帰る場などとうにない。自分から捨てたのだ、こいつは。
「取るに足らない出来事でございます。よくある話のひとつです」
そう言って与六は笑うが、俺にはそうは思えなかった。大切な、友人の酷い過去等、もはや他人事ではすまされない。
「秀吉様!」
「なんじゃ、佐吉」
「此処を、与六の帰る場所にしてやってはくれませぬか!?」
「最初からそのつもりじゃて」
「そうではなく、水揚げ等させず、家族の一員として扱っていただきたいのです」
秀吉様の眉がぴくりと動いた。
「そりゃ、どういうつもりじゃ? 与六は男遊女。それだけは変えられん話じゃ」
「だから! 私が与六を買います!」
沈黙がしばし流れる。秀吉様は値踏みするような目で俺を見た。
「お前には金がない。諦めるんじゃな」
「俺を売ります」
「おい、佐吉!?」
与六が口を挟むのを無視して、俺は捲くし立てる。
「俺は与六より綺麗です。高く売れる。与六を買う代償として十分な価値がある」
「駄目じゃ、駄目じゃ! なんちゅう事言うんじゃ! お前は儂の大事な跡取りじゃぞ!」
「それでもです。友の為なら、この身一つ惜しむ事がありましょうか」
頑として言い放つ俺に、与六は目を潤ませて……
いきなり抱きついてきた。
「佐吉! 佐吉! 愛している! だからこそ私に行かせてくれ! 大事な友を犠牲にこの身を助ける等、私にはできない!」
「それは俺も同じ事だ」
「佐吉……」
涙を流しながら、与六は俺の唇に唇を押し当てた。
「かぁ~! やってられんわ!」
秀吉様の嘆く声に重なって、ぱちぱち……と拍手が聞こえた。
「佐吉君、言う時は言うじゃ~ん?」
「美少年同士の愛とは、眼福眼福」
「友愛、感涙の極みなり」
なんか感動されている。これは好機だ。
「信玄様。どうか、与六を救ってやってくださいませぬか?」
「ん~? 今日は儂、堅物の謙信に花を拝ませてやろうと来たのじゃが……謙信よ、そなたはどう思う」
「無理強いはできまい」
謙信と呼ばれた青白い顔の男が答えた。
「ま、という訳で今日の所は美少年同士の絡みで酒を呑むことにするよ」
「感謝致します」
「どう致しまして。しかし、今後はどうするね。今日は与六ちゃんの水揚げはなしにするとしても、それこそ買いあげないと避けられない話じゃよ?」
顎に手を当てて、信玄は考える素振りを見せた。
「はいは~い! 俺から提案があります!」
半兵衛殿が手をあげた。
「なんじゃい、半兵衛。なんか打開策でもあるんかい」
秀吉様が不貞腐れた様な声で尋ねた。
「ん~。ここはやっぱ、ひとつ、佐吉君を売っちゃおう」
「おい半兵衛! 佐吉は駄目だと言うておるじゃろうが!」
「そんで~、水揚げなしで花魁にしちゃうんだよ。そんで、目通りは三十回! これなら酔狂な男が買うかもしれないし、それでも三十回なんて最後まで辿り着く男は皆無。
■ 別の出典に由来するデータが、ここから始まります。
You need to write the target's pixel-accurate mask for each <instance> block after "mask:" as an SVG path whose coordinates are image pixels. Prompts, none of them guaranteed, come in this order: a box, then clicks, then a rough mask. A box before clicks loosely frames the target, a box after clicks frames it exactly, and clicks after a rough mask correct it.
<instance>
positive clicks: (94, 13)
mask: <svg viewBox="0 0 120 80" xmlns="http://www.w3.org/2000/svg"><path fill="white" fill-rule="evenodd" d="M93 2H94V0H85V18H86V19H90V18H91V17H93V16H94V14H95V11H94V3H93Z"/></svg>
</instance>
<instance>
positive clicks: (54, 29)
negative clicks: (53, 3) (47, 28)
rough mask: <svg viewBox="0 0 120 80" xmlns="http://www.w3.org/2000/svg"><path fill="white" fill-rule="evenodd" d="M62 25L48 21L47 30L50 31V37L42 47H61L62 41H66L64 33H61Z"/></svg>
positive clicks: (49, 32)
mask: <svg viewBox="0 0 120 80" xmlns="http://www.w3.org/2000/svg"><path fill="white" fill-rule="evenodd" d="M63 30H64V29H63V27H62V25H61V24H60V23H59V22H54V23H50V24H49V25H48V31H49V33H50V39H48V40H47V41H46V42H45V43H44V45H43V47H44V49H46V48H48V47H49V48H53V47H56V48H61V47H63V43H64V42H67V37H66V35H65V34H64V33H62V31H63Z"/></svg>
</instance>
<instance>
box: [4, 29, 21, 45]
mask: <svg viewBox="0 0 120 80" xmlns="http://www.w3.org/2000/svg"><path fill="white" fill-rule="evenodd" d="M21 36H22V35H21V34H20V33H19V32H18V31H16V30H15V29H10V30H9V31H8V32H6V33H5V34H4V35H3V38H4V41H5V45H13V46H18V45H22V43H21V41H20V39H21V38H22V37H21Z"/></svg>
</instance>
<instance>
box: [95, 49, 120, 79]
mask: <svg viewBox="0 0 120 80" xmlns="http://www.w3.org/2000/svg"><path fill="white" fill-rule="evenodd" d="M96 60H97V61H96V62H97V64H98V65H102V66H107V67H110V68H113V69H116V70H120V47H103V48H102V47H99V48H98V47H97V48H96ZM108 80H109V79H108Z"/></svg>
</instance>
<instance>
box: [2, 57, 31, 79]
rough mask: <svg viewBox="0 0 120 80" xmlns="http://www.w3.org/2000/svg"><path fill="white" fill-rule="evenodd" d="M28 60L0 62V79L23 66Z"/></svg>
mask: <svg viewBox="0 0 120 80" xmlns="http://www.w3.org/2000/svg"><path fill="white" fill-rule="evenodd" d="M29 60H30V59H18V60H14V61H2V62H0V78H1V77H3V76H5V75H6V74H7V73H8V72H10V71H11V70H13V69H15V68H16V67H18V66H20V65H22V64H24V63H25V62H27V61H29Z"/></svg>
こんなんでどう?」
「ん~……う~む……しかし、佐吉は大事な儂の養子で……花魁なんぞ……」
「秀吉様、お願い致します」
悩む秀吉様に、俺は頭をさげた。
「与六ぅ、おぬしはどう思っているんじゃ?」
「私ですか? 私は……」








「また、文等見ているのか?」
「ん? 謙信公が越後に酒を買いに寄られた際に新しい文を私の実家から預かってきて下さってな。ふふ、妹がおてんばに育って仕方がないそうだ。故郷からの手紙は何度見ても飽きないよ」
花魁姿の俺は、兼続に話しかけた。兼続は遣り手の仕事をこなしながら、聚楽第に居座っている。借金は俺が全て帳消しにした、というのに、だ。
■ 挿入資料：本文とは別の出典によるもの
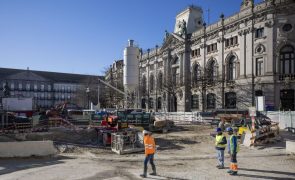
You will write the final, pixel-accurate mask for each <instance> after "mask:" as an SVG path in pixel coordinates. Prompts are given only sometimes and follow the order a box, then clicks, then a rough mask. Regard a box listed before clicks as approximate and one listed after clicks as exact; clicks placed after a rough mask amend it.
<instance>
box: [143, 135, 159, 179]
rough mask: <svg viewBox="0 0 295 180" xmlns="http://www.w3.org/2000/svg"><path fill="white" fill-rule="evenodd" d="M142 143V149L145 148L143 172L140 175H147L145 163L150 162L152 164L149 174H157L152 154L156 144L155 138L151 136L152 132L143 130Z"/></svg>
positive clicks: (153, 152) (146, 168) (155, 167)
mask: <svg viewBox="0 0 295 180" xmlns="http://www.w3.org/2000/svg"><path fill="white" fill-rule="evenodd" d="M142 133H143V136H144V137H143V143H144V149H145V159H144V166H143V174H141V175H140V176H141V177H143V178H145V177H147V164H148V162H150V164H151V166H152V170H153V172H152V173H150V175H153V176H155V175H157V173H156V166H155V164H154V154H155V151H156V144H155V140H154V138H153V137H152V133H151V132H149V131H146V130H144V131H143V132H142Z"/></svg>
「長く掛かったが、お前も今は自由の身だ。故郷に帰ればいいのに」
「三成が居る所が私の故郷だ。私はお前に買われたのだから、お前の物だ」
「その俺が、好きにしろと言っている」
「今はまだ、お前の側に居たい。駄目か?」
「……駄目とは言っていない」
ぷい、とそっぽを向くと、兼続が顔を近づけてきた。
「なんだ?」
「いや、久し振りにしないか?」
「なんで」
「いいじゃないか」
そう言って、更に顔を近づけてきた。触れるだけの接吻。なんだか妙な、俺と兼続だけの友の証。
「……ふふっ」
「なんだ、変な笑い方をして」
「いやなに。いつか、お前以外とこうした事をするようになるのかな、と思うと可笑しくてな」
「妬けるな」
「おお、怖い怖い」
兼続はけらけらと笑った。
「その時こそ、お前から離れる時なのだろうな」
「ふん。清々する」
「本当は寂しいのだろう?」
「……少しだけ、な」
「あはは!」
兼続が大声で笑うのが、空しく廊下に響き渡った。
「安心しろ。そんな日は来ないよ。お前以上に愛する者等……」
兼続は、遠い目をした。
「私とお前、二人居れば、それでいい」
本当にそう思っているのか。それならば、何故、そんなに哀しそうに言うのか。
俺は願った。『この男に、愛する者をくれてやってくれ』と。



兼続と幸村が出会う、その少し前の話だった。